Valentine’s Day in Minneapolis: What Not to Do

Valentine’s Day in Minneapolis: What Not to Do


Go splitsies on a two-for-one at Liquor Lyle’s during happy hour, get all pouty when your S.O. won’t share their half of it with you, insist it means they “don’t love you anymore.”

Take your S.O. to Galactic Pizza, and when she tries to order, stand on the chair and scream “WE’RE HAVING THE PAUL BUNYAN OR I’M GOING TO STAB YOUR DOG” and then punch her in the face.

Tell your S.O. that her Valentine’s Day present is your “hot bod,” and then put your hands behind your head and shake your genitals in her face.

Treat your S.O. to a reminder of how nice it’s been here lately by pouncing with both feet into a puddle at the corner of Hennepin and Franklin, splashing her with the “refreshing street waters of the spring time, honey.”

Hide a box of Franzia in a snow bank near your home, leaving only the spigot exposed.
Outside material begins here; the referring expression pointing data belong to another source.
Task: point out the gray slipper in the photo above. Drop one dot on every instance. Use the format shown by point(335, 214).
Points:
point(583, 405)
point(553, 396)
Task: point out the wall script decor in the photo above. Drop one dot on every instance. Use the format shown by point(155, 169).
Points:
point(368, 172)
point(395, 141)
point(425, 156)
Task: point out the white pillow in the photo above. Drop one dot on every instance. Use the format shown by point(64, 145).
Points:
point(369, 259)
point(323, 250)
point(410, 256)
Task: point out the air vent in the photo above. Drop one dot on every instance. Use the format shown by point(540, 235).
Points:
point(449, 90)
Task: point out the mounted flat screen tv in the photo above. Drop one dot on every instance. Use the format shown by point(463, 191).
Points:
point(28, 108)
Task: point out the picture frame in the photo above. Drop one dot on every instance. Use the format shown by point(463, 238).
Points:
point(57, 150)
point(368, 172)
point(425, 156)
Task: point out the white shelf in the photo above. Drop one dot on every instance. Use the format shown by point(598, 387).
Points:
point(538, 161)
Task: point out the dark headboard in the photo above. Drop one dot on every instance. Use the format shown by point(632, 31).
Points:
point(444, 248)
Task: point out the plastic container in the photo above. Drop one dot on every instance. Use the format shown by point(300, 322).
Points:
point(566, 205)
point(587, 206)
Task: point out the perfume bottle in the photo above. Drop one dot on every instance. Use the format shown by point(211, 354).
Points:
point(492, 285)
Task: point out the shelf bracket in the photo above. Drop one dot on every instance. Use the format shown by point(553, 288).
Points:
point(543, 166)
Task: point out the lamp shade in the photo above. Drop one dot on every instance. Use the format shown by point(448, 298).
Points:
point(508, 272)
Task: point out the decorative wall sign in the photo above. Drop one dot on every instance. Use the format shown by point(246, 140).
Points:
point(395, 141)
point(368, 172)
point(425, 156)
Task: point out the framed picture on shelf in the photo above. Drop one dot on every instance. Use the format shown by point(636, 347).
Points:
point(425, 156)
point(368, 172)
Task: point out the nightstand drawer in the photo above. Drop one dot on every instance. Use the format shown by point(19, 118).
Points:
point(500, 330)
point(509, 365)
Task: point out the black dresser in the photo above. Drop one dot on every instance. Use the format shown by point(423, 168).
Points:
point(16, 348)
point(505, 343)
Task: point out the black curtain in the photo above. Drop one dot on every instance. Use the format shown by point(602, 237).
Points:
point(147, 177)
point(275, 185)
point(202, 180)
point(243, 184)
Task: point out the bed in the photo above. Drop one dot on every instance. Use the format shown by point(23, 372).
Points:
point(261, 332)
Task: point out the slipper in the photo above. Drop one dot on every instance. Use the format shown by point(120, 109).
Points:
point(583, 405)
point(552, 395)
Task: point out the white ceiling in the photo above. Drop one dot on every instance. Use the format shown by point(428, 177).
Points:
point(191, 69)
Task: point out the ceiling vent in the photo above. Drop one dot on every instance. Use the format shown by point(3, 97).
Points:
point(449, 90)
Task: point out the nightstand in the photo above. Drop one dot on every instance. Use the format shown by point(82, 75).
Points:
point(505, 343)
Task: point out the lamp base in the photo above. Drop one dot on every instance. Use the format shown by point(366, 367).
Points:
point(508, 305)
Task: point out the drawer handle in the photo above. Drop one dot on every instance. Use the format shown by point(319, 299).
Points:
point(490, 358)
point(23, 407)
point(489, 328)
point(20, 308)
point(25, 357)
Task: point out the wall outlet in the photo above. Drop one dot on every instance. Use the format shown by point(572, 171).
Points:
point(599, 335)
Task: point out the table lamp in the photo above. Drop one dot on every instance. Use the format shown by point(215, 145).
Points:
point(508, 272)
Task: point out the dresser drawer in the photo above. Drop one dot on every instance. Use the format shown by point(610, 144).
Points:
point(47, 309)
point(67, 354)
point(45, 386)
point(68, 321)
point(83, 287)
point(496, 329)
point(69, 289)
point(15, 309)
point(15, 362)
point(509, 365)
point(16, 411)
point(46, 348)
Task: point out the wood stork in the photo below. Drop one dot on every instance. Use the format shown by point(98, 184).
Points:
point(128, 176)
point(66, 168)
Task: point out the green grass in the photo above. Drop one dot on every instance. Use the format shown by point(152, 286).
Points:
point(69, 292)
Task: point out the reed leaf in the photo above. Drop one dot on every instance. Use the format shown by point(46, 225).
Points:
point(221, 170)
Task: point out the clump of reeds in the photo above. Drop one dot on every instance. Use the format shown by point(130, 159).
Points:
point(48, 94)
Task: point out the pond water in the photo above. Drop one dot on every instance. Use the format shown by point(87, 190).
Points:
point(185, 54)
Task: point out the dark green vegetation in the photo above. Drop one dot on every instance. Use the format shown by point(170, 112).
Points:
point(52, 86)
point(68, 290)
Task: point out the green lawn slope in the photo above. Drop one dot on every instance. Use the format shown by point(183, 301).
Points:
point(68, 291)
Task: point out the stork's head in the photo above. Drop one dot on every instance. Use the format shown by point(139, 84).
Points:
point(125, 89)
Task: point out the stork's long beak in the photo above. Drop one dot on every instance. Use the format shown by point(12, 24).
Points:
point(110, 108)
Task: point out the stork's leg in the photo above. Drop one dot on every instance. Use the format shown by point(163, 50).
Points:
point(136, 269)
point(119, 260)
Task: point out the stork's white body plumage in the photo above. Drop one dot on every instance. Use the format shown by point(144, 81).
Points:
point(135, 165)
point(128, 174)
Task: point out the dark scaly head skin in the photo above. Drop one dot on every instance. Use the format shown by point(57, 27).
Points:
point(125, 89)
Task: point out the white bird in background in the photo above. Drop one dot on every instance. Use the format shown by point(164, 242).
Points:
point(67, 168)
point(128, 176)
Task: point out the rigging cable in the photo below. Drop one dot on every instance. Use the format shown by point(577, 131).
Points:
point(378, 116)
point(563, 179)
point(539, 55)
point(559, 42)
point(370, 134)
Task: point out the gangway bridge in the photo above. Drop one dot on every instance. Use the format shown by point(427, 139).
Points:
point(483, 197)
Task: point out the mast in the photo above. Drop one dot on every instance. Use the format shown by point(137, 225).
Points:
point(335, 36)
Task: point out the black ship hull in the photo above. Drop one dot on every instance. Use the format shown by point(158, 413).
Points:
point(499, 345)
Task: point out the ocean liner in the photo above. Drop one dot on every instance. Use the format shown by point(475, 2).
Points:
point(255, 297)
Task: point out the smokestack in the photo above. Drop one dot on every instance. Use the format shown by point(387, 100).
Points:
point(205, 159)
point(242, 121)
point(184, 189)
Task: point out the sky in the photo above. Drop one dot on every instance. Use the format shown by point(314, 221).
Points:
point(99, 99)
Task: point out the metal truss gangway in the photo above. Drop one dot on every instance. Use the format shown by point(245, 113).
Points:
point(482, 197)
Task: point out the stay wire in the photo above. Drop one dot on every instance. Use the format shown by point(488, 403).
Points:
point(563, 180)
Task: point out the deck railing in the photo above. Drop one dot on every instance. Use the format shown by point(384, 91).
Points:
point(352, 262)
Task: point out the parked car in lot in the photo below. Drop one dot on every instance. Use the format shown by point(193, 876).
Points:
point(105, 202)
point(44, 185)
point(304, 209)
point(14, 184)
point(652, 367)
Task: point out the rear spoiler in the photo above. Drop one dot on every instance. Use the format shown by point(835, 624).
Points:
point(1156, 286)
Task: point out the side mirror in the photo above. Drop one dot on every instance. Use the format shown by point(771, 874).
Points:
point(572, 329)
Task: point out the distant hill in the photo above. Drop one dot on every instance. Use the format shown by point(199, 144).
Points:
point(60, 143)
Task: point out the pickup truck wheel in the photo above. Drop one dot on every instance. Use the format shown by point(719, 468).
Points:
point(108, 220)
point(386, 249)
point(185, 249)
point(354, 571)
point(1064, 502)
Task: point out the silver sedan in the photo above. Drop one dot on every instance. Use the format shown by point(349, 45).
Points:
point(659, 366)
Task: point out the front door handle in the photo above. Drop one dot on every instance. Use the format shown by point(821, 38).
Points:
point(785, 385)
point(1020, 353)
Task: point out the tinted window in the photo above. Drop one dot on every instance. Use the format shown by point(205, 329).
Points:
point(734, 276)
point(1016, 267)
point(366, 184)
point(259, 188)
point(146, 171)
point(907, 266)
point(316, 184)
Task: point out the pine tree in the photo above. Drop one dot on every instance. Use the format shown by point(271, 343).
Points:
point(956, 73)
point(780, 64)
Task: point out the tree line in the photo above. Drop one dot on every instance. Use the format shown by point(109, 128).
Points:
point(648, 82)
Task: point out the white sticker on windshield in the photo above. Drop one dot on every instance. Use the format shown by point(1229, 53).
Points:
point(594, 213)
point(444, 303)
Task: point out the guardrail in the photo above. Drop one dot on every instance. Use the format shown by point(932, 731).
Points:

Surprise your S.O. on your walk to McDonald’s by taking her out at the knees near the hidden box and releasing a shower of red wine on her head.

Tell your S.O. to go ahead and order the Attila the Hun at Sporty’s on 22nd and Como because “Whatever, you’ve already let yourself go.”

Text your S.O.: “OMFG FIRST AVE HAS PIZZA ROLLS NOW. FUCK YOU AND V-DAY IMMA EAT SOME ROLLZZZZZZ.”

Surprise your S.O. at her work at Target HQ/Best Buy in Roseville/D’Amico’s in Edina with a boom box over your head blaring Jeffrey Osborne’s “On the Wings of Love” and a gift certificate to get a “Hoda from the Today Show Makeover” because you think her cougar-with-an-ambiguous-nationality look is super hot.

Play a fun practical joke on your S.O. for Valentine’s Day by re-parking her car on the even side of the road until it gets towed. Then earn some boyfriend points by offering to go get it for her, but take her credit card to pay for it.

Katie Sisneros will be having a hell of a time at the Kitty Cat Klub for Valentine’s Day.